その場を知ってる者としてはかくかくしかじかで、なんて実際には起こらないわけで

殿下が上手く説明してくれている。
「月藜龍様がおいでになり、その時授けてくださったのがその卵だ」
とヤグーワイズさんが持っていた卵をそっとテーブルの上に置く。

あの雑過ぎる卵の渡し方を省いたのは、まぁ言うまでもない事よね。

掲示板でも「卵の渡し方wwwww」
「雑過ぎて笑う」「笑笑」AAのアスキーアートまで付いていたと古めの表現だったけど少し盛り上がっていた。
朝陽さんの時はどうなるのだろうと思っていたけど、
「ただ置いてあるだけなんじゃない?」
「さすがに?」
「誰かプレイしたら報告よろ」の事で、実際プレイしている人の

「本人目の前wwww」
「公式が笑わせにきとるw」

で、報告があったように
本当に本人目掛けて卵を転がしてきたのだ。

ぷっ…と笑いそうになるのをなんとか耐え、られなかった。

ふふふ
あ、ダメダメ収まって

「まぁ、では私が責任持ってきちんと栞様に届けますので、安心してくださいな」とリーデルさんが言う。

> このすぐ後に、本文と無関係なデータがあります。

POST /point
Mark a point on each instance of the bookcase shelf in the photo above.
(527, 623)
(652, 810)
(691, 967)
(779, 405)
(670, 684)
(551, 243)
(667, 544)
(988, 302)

リーデルさんが言うのをヤグーワイズさんが頷いている。

それで、話は竜騎士の人の話になったところで

まだ私の中で、笑いが収まっていなかった。
ぷふふ………ふぐぅ…………ぷふ

だってあの時の月藜龍様の…あの…面倒くさそうな顔……
竜騎士の…ぷっふ…ふ…

ダメだってば!考えちゃ…

ダメだ!抑えようとするほど、肩も震えてきている。
変な笑い声が出そう

「奏嬢!やっぱりまだあの時……怖かったのだな」
の殿下の切なさそうな声色に、私は違う違うと首を横に振るしかできなかった。

「無理はしなくていい、公爵夫人すまないが話はまた後だ」

「ええ」
リーデルさんの心配そうな声色と
そう言って殿下が駆け寄ってきた。

ぷるぷると口元を抑えている私に、そっと抱き寄せて
「部屋まで我慢してくれ」と優しく言う。

だから~違うんですっ~

あっはっはっは!と笑い転げたいだけなんです

は言えずに
もういいか、早くひとりで笑いたいと、震えたままこくこくと頷く。

私はどうする事も、出来ずにされるがまま
殿下からお姫様抱っこされる形になった。


私は殿下のほうに寄りかかる形で、殿下の洋服をぎゅっと握る。

すると、殿下の歩むスピードが速くなった。
途中変な笑い声が出そうなのを必死になって抑えるしかなかった。
バタバタと、部屋に入って私をそっとベッドに降ろす殿下。

アネッタが、心配そうにしてくれている。
アネッタがそっとブランケットをかけてくれ
私のブーツを脱がしてくれる。

ここまで運んでくれるのは嬉しいけど、私は笑いたいだけで居た堪れなくなって、顔を隠すように
ブランケットを握りながら、変な笑い声を出さないようにだけ考えていた。

「あ…り…がと…うぞん…じ…ます…でん、か………」

私がまだ笑い耐えながら言うと
「ああ、もう無理はしなくていい」
眉を下げて、私の瞳から涙を拭う。

あ、泣き笑いしてたんだと分かった。
「今日はもう休め」
そう優しく私の頭を撫でる。
「はい」
私が返事をすると、殿下は下がってくれるようだ。

アネッタは殿下に頭を下げていた。

「私は湯浴みの用意してきます」
まだ心配そうにしてたアネッタに「私は大丈夫よ」と言って「ありがとう」と微笑むと
アネッタも、まだ心配しているような様子だったけどすぐに下がった。


アレックスもどうやら持ち場に居たようだった。
皆が居なくなって、私はとうとうひとりで大笑いしたのだった。
もちろん声を出すと、心配されるのでそこは耐えるしかなかったが。


ひとしきりに笑った私にアネッタが戻ってきて「奏様、湯浴みの用意が出来ました」と声をかけてくれる。
「ありがとう、アネッタももう休んでね」
「でも」
「私ならもう大丈夫だから、ちゃんとお風呂に入るし
アネッタにもゆっくり休んで欲しいから」

そう私が言うと「奏様……わかりました」
アネッタを騙すようで悪いが、名残り惜しいような様子のアネッタを見送ると、お風呂に入ってもうベッドの中で休む事にした。